Barber v. Social Security Administration Commissioner
MEMORANDUM OPINION. Signed by Honorable Erin L. Setser on October 2, 2014. (jn)
IN THE UNITED STATES DISTRICT COURT
WESTERN DISTRICT OF ARKANSAS
DAVID L. BARBER
CAROLYN W. COLVIN,
Acting Commissioner of the Social Security Administration
Plaintiff, David L. Barber, brings this action pursuant to 42 U.S.C. § 405(g), seeking
judicial review of a decision of the Commissioner of the Social Security Administration
(Commissioner) denying his claims for a period of disability and disability insurance benefits
(DIB) and supplemental security income (SSI) under the provisions of Titles II and XVI of the
Social Security Act (Act). In this judicial review, the Court must determine whether there is
substantial evidence in the administrative record to support the Commissioner’s decision. See
42 U.S.C. § 405(g).
Plaintiff protectively filed his current applications for DIB and SSI on January 27, 2011,
alleging an inability to work since October 27, 2009, due to his lower back and his legs going
numb. (Tr. 125-130, 133-134, 165, 179). An administrative hearing was held on March 12,
2012, at which Plaintiff appeared with counsel and testified. (Tr. 24-65).

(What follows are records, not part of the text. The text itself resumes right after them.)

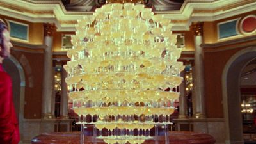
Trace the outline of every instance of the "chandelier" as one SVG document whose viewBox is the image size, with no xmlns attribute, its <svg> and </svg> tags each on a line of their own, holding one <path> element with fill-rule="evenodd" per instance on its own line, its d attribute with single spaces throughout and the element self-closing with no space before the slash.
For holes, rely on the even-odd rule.
<svg viewBox="0 0 256 144">
<path fill-rule="evenodd" d="M 154 138 L 151 129 L 170 122 L 184 68 L 170 20 L 139 3 L 109 3 L 77 22 L 64 66 L 77 124 L 93 124 L 107 143 Z"/>
</svg>

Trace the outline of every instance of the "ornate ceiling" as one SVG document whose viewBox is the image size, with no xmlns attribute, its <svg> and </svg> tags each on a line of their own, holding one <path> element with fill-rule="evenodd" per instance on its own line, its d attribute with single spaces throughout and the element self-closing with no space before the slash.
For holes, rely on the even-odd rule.
<svg viewBox="0 0 256 144">
<path fill-rule="evenodd" d="M 105 0 L 0 0 L 0 15 L 31 22 L 54 23 L 58 31 L 74 31 L 77 20 Z M 214 21 L 255 10 L 255 0 L 145 0 L 147 6 L 172 20 L 173 31 L 193 22 Z"/>
<path fill-rule="evenodd" d="M 155 11 L 179 10 L 184 0 L 144 0 L 145 4 Z M 106 0 L 62 0 L 68 11 L 93 11 L 106 3 Z"/>
</svg>

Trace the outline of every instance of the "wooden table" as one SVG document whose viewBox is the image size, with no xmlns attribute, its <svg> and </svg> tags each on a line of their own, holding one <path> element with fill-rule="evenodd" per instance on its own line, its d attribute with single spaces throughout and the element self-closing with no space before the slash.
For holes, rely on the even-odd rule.
<svg viewBox="0 0 256 144">
<path fill-rule="evenodd" d="M 80 144 L 80 132 L 43 133 L 31 140 L 32 144 Z M 164 136 L 159 136 L 159 144 L 164 144 Z M 191 132 L 169 132 L 170 144 L 214 144 L 214 138 L 209 134 Z M 86 144 L 93 144 L 93 137 L 86 136 Z M 154 144 L 154 140 L 146 140 L 145 144 Z M 97 144 L 106 144 L 97 140 Z"/>
</svg>

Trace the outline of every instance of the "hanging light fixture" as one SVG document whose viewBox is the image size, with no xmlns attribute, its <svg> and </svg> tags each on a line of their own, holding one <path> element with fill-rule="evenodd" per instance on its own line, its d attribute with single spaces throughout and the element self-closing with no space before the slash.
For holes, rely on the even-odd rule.
<svg viewBox="0 0 256 144">
<path fill-rule="evenodd" d="M 170 20 L 154 15 L 142 2 L 107 1 L 93 15 L 78 20 L 67 53 L 71 61 L 64 66 L 77 124 L 93 124 L 100 132 L 97 138 L 107 143 L 152 138 L 149 130 L 170 124 L 179 96 L 164 91 L 180 84 L 184 68 L 177 61 L 182 49 L 175 45 Z M 156 122 L 160 116 L 162 122 Z M 101 132 L 104 128 L 108 136 Z M 145 132 L 135 136 L 134 129 Z"/>
</svg>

By written decision dated July 12, 2012, the ALJ found that during the relevant time
period, Plaintiff had an impairment or combination of impairments that were severe degenerative disc disease in his lumbar spine and obesity. (Tr. 13). However, after reviewing all
of the evidence presented, the ALJ determined that Plaintiff’s impairments did not meet or equal
the level of severity of any impairment listed in the Listing of Impairments found in Appendix
I, Subpart P, Regulation No. 4. (Tr. 14). The ALJ found Plaintiff retained the residual functional
capacity (RFC) to:
perform light work as defined in 20 CFR 404.1567(b) and 416.967(b)

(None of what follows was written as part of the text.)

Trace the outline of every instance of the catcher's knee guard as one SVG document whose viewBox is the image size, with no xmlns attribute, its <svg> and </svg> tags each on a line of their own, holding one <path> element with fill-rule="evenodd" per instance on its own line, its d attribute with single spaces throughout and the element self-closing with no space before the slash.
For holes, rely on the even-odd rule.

except he can never climb ladders, ropes and scaffolds, and he can
occasionally climb ramps and stairs, balance, stoop, kneel, crouch and
(Tr. 15). With the help of the vocational expert (VE), the ALJ determined that Plaintiff was
capable of performing his past relevant work as a security guard. (Tr. 18).
Plaintiff then requested a review of the hearing decision by the Appeals Council, which
denied that request on August 14, 2013. (Tr. 1-4). Subsequently, Plaintiff filed this action. (Doc.

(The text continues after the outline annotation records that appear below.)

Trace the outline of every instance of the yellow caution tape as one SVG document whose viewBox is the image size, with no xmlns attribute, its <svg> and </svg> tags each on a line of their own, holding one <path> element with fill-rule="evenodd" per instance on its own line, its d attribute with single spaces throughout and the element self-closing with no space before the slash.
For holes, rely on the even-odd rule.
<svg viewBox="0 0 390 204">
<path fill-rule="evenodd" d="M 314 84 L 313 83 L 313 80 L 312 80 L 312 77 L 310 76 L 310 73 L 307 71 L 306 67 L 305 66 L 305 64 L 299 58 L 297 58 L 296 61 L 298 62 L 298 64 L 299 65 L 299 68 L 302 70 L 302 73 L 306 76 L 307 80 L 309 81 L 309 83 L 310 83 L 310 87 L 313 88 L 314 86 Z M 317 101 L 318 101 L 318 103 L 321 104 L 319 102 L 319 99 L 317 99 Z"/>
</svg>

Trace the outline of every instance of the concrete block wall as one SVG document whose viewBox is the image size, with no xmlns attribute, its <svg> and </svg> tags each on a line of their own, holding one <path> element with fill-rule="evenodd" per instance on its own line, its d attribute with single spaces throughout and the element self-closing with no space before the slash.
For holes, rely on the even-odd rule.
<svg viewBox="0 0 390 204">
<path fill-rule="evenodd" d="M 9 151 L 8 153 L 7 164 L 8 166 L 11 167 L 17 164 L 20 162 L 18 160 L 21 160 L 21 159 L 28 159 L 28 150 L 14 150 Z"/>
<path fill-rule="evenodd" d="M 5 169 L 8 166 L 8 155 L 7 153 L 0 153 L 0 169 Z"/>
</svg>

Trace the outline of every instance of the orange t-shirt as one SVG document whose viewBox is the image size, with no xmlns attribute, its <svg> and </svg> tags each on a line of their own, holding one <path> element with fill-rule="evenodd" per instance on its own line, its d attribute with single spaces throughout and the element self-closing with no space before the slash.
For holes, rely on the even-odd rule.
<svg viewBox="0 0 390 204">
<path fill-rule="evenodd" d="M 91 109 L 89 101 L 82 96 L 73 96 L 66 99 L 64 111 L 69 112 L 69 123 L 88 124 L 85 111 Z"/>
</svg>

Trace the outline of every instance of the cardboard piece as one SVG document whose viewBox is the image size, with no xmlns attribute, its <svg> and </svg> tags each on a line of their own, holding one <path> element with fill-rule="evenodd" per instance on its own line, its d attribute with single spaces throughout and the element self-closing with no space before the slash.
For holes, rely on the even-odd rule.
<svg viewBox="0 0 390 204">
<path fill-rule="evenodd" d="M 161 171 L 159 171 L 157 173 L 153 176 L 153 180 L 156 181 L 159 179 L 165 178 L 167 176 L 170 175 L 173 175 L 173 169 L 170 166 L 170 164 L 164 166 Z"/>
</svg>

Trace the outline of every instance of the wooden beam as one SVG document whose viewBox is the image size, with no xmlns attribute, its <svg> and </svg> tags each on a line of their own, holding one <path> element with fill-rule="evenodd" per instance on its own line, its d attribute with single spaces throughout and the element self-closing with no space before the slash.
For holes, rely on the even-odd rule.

1). This case is before the undersigned pursuant to the consent of the parties. (Doc. 7). Both
parties have filed appeal briefs, and the case is now ready for decision. (Docs. 14, 16).
The Court has reviewed the entire transcript. The complete set of facts and arguments
are presented in the parties’ briefs, and are repeated here only to the extent necessary.
This Court’s role is to determine whether the Commissioner’s findings are supported by
substantial evidence on the record as a whole. Ramirez v. Barnhart, 292 F. 3d 576, 583 (8th Cir.
2002). Substantial evidence is less than a preponderance but it is enough that a reasonable mind
would find it adequate to support the Commissioner’s decision. The ALJ’s decision must be
affirmed if the record contains substantial evidence to support it. Edwards v. Barnhart, 314 F.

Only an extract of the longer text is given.